Childhood Cancer International
ACCO is the sole U.S. member of Childhood Cancer International, the largest international patient support organization for childhood cancer representing 167 member organizations in 90 countries. In addition to serving as the CEO of ACCO, Ruth Hoffman also serves as the President of Childhood Cancer International.
In May 2017, the World Health Assembly passed a Resolution on Cancer Prevention and Control calling on all Member States to focus on the inequity in access to cancer treatment and care including pain management and palliative care. In January 2018, CCI was granted official relations status with the World Health Organization, and in September 2018, the World Health Organization (WHO) officially launched the Global Initiative for Childhood Cancer (GICC). The aims of the initiative are to 1/ increase member state commitment and support governments to build and sustain quality childhood cancer programs in order to 2/ achieve at minimum a 60% survival rate for children with cancer by 2030. This new target represents a doubling of the global cure rate for children with cancer and is estimated to save an additional one million children’s lives. ACCO works alongside the WHO by providing ongoing leadership and oversight to the WHO-CCI 3-year Work Plan and in-country work in Ethiopia and Uganda.
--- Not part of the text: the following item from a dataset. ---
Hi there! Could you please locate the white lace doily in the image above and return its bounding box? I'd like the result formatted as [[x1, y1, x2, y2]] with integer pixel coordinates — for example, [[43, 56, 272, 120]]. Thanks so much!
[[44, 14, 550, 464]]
CCI seeks to inform and catalyze synergistic, cross sectoral collaboration towards:
- Reducing deaths from childhood cancer
- Creating a supportive enabling environment for childhood cancer initiatives
- Advancing cures for childhood cancer
- Improving equity in access to care
- Transforming the quality of care
ACCO’s CEO is co-founder of ACCESS – launched in 2018 alongside Dr. Avram Denburg, Sick Children’s Hospital, Toronto. ACCESS works to identify traceable, scalable and sustainable solutions to current barriers to drug access for children with cancer in low to middle income countries. ACCO helps to initiate key in-country connections and implement robust, culturally sensitive, ethical and transformational global childhood cancer initiatives.
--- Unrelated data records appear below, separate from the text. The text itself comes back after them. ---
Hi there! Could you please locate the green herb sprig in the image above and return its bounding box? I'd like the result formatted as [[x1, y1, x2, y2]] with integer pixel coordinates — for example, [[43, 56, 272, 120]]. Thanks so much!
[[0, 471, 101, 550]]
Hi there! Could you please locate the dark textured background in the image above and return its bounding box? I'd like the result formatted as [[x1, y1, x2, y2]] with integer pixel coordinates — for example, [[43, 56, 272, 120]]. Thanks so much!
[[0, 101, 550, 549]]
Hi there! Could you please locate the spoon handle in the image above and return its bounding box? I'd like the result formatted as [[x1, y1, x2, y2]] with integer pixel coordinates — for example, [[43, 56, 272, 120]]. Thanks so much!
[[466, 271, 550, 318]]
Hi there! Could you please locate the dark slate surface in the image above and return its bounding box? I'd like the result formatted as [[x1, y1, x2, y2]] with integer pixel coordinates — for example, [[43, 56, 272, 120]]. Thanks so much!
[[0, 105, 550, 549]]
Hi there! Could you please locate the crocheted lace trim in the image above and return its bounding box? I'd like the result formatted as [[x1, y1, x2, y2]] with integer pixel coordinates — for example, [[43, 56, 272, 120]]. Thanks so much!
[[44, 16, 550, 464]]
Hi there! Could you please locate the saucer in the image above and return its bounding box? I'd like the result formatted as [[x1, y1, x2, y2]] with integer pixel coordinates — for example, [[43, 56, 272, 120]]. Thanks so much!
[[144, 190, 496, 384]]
Research Project in 5 East African Countries
Africa as a continent has a great disparity for access to essential medicines including cancer medicines as well as pain medicines. ACCO is providing research funding to assess the barriers to accessing essential medicines in five East African Countries – Ethiopia, Kenya, Uganda, Rwanda and Tanzania. The research which launched with a face-to-face meeting held in Kenya, September 2019, brings together leading representatives from government health officials, the World Bank, the WHO, industry, hospital administrators as well as the leading pediatric oncologists to identify current access barriers. Barriers include affordability, quality, availability and accessibility. Qualitative and quantitative data will be mapped and analyzed with strategies put in place to ameliorate the essential drug inadequacies. Of note, most LMIC lack access to palliative care pain management with less than 15% of countries having access to opiates and essential medications to treat neuropathic pain.